Results show the public is concerned about youth crime but strongly favors rehabilitation and treatment instead of prosecution in adult court and incarceration in adult prisons. Major findings from the survey of likely voters included:

  • 90 percent believe rehabilitation and treatment for incarcerated youth can help prevent future crime
  • Four in five think spending money on rehabilitative services and treatment for youth will save money in the long run
  • 70 percent feel that putting youths under age 18 in an adult correctional facility will make them more likely to commit future crime
  • Two-thirds found it unacceptable that a minor crime should negatively impact future opportunities for education and employment

The survey findings on public views are consistent with research commissioned by the U.S. Justice Department that showed that sending young people to prison actually increases crime and recidivism.

“We need laws that make sense and that protect the public,” North Carolina Rep. Alice Bordsen, D-Alamance. “These polling results suggest that North Carolina’s law has not kept up with the standards of the time. "

Bordsen said she plans to introduce a bill in the current legislative session calling for a system to treat 16- and 17-year-olds in the juvenile justice system to be phased in.

"We are not succeeding in using public dollars to make the public safer," she said.

Young people tried and sentenced in the adult court have an adult criminal record and can lose access to student financial aid and their right to vote.
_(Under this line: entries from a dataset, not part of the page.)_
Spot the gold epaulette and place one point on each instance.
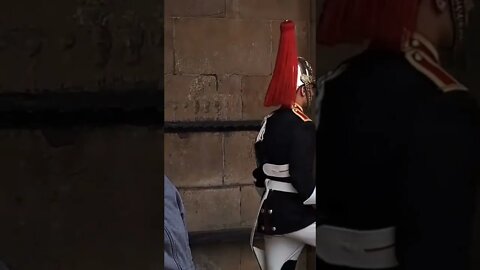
(299, 112)
(430, 68)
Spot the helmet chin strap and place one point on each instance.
(459, 22)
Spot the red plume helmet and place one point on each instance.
(387, 23)
(283, 86)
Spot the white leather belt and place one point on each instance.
(279, 186)
(373, 249)
(273, 170)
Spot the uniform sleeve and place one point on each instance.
(259, 180)
(302, 160)
(435, 225)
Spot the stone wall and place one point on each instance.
(219, 56)
(94, 203)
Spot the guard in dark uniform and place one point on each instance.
(285, 149)
(398, 142)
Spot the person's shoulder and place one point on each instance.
(433, 71)
(300, 115)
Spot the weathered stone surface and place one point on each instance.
(273, 9)
(195, 8)
(249, 205)
(237, 47)
(168, 61)
(212, 209)
(189, 98)
(217, 257)
(83, 205)
(239, 157)
(254, 89)
(328, 58)
(195, 160)
(303, 39)
(73, 46)
(230, 89)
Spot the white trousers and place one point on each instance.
(280, 249)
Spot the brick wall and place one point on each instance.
(219, 56)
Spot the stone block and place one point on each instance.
(168, 62)
(221, 46)
(194, 160)
(273, 9)
(303, 39)
(195, 8)
(239, 157)
(189, 98)
(230, 89)
(217, 257)
(212, 209)
(254, 89)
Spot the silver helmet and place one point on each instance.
(306, 79)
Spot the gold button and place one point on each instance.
(418, 57)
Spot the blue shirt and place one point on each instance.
(177, 254)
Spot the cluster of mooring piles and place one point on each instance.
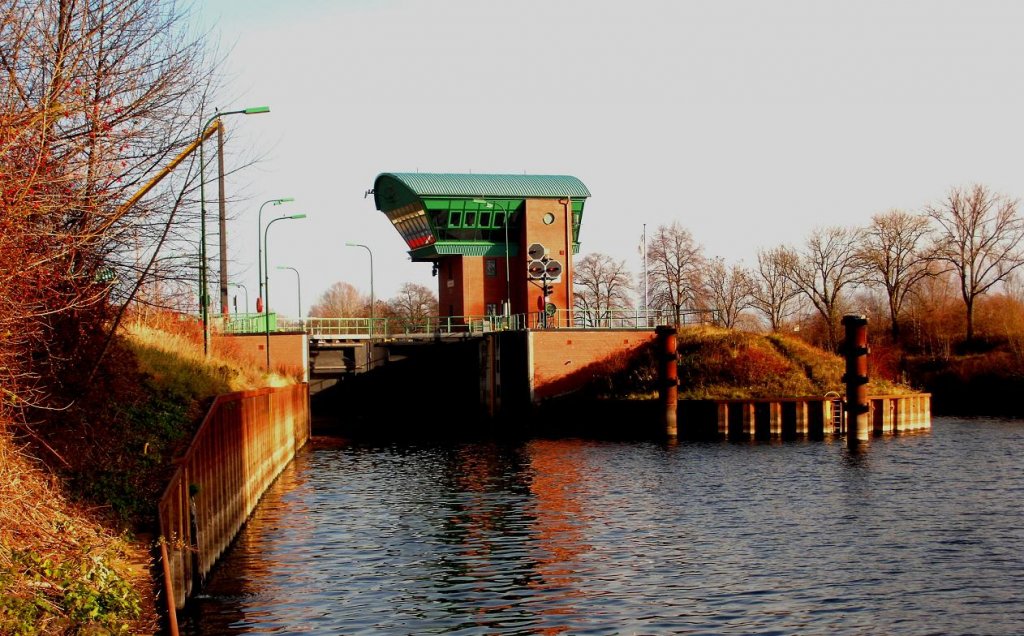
(813, 418)
(856, 416)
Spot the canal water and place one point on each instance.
(920, 534)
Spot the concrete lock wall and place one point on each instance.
(246, 439)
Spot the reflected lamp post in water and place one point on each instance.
(266, 284)
(372, 298)
(506, 309)
(298, 287)
(259, 248)
(204, 296)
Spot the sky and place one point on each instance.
(751, 123)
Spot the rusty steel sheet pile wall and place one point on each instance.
(800, 417)
(245, 441)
Two-thirds of those polled said it was “unacceptable” that a criminal conviction should negatively affect the teens' future opportunities for jobs and education.

“Teens are developmentally immature,” said District Judge Fred Morrison, a member of the state Sentencing and Policy Advisory Commission and chairman of the Youth Study Subcommittee. “This immaturity can play out in tangible ways with youthful offenders by impairing their perception of risk, skewing their time perspective, increasing susceptibility to peer pressure and reducing behavioral control. All of this can have a direct bearing on the criminal culpability of youth.”

The Sentencing and Policy Advisory Commission in December recommended treating 16- and 17-year-olds through the juvenile justice system instead of automatically referring them to the adult system. North Carolina laws on this issue have remained unchanged since 1919.